LLM Multi-Turn Math

December 30, 2025 ยท View on GitHub

Author: Siqi Zhu

This example demonstrates training a language model to solve mathematical problems with multi-turn tool calling (Code Interpreter).

Prerequisites

  1. Complete the Installation steps
  2. Get your IP address: hostname -I

Step 1: Start the Scheduler (Server Side)

bash opentinker/scripts/launch_scheduler.sh --scheduler-port <scheduler_port>

Step 2: Start the Math Tool Environment (Client Side)

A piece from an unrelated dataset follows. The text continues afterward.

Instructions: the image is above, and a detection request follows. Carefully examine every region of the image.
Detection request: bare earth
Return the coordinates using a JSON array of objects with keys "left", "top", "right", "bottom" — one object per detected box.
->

python opentinker/environment/math/math_tool_server.py --port <env_port>

Step 3: Generate Training Data

python opentinker/data_preprocess/math_multiturn_w_interaction.py \
    --local_save_dir=data/math_agentloop

Step 4: Run Training

python opentinker/client/math_tool_rl.py \
    tokenizer_path=Qwen/Qwen2.5-1.5B \
    batch_size=16 \
    val_batch_size=64 \
    data_path=data/math_agentloop/train.parquet \
    val_data_path=data/math_agentloop/test.parquet \
    num_epochs=5 \
    save_freq=1000 \
    test_freq=5 \
    scheduler_url=http://<server_endpoint>:<scheduler_port> \
    interaction.config.env_port=<env_port> \
    interaction.config.env_host=<client_endpoint>

Step 5: Run Inference (Optional)

python opentinker/client/math_tool_inference.py \
    model_path=<model_name> \
    data_path=data/math_agentloop/test.parquet \
    output_path=./tmp/results.jsonl \
    max_samples=5 \
    env_endpoint=http://<client_endpoint>:<env_port> \
    scheduler_url=http://<server_endpoint>:<scheduler_port>

Performance

See wandb run for training metrics and results.